Trotz Regens ließen es sich die Gläubigen aus allen Amberger Pfarreien nicht nehmen, in der Votivprozession am ersten Sonntag im Mai auf den Mariahilfberg zum Gnadenbild der Gottesmutter zu pilgern. Bild: ads
Selbst der Regen konnte sie nicht abhalten: Zahlreiche Gläubige aus den Pfarreien St. Georg, St. Martin, St. Michael, Hl. Dreifaltigkeit, Hl. Familie und St. Konrad zogen am Sonntag in einer Votivprozession zum Gnadenbild der Mutter Gottes auf den Mariahilfberg, um das Pestgelübde aus dem 17. Jahrhundert zu befolgen. Mit dem Pilgergottesdienst, der wegen des Regens in der Bergkirche gefeiert wurde, ist die diesjährige Wallfahrersaison an eine der bedeutendsten Wallfahrtsstätten der Oberpfalz eröffnet.

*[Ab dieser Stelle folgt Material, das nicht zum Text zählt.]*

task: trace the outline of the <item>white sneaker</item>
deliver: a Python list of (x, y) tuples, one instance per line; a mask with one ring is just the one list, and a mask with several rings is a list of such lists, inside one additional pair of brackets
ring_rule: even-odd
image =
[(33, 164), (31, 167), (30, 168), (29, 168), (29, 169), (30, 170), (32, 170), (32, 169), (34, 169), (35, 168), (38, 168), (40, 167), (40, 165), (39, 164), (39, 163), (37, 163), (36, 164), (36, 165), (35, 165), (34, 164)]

Die Pfarrei Hl. Dreifaltigkeit übernahm in diesem Jahr die Gestaltung des Gottesdienstes. Pfarrer Ludwig Gradl begrüßte eine große Schar an Gläubigen in der Bergkirche. Er zollte den Wallfahrern Dank, dass sie das Pestgelübde ernst genommen haben und trotz des Regens bei der Votivprozession mitmarschierten. Gradl erinnerte daran, dass die Amberger dieses Gelübde im Jahr 1634 abgelegt hätten, als die Pest hier gewütet habe. Das Gelübde sei damals erhört worden.

"Die Votivprozession ist ein Zeichen des Dankes an die Mutter Gottes für ihre Hilfe in der Not", machte der Geistliche bewusst. In seiner Predigt machte Pfarrer Gradl darauf aufmerksam, dass in den vergangenen Tagen und Wochen sehr viele Veranstaltungen gewesen seien, die sich auf das Ende des Zweiten Weltkriegs bezogen hätten. Auch in Amberg hätten sich die Menschen daran erinnert, dass Stadt und Bürger am Ende des Dritten Reiches vor großem Schaden bewahrt geblieben seien. So habe sich in den letzten Apriltagen 1945 für die Amberger ein Lichtstrahl am Himmel abgezeichnet.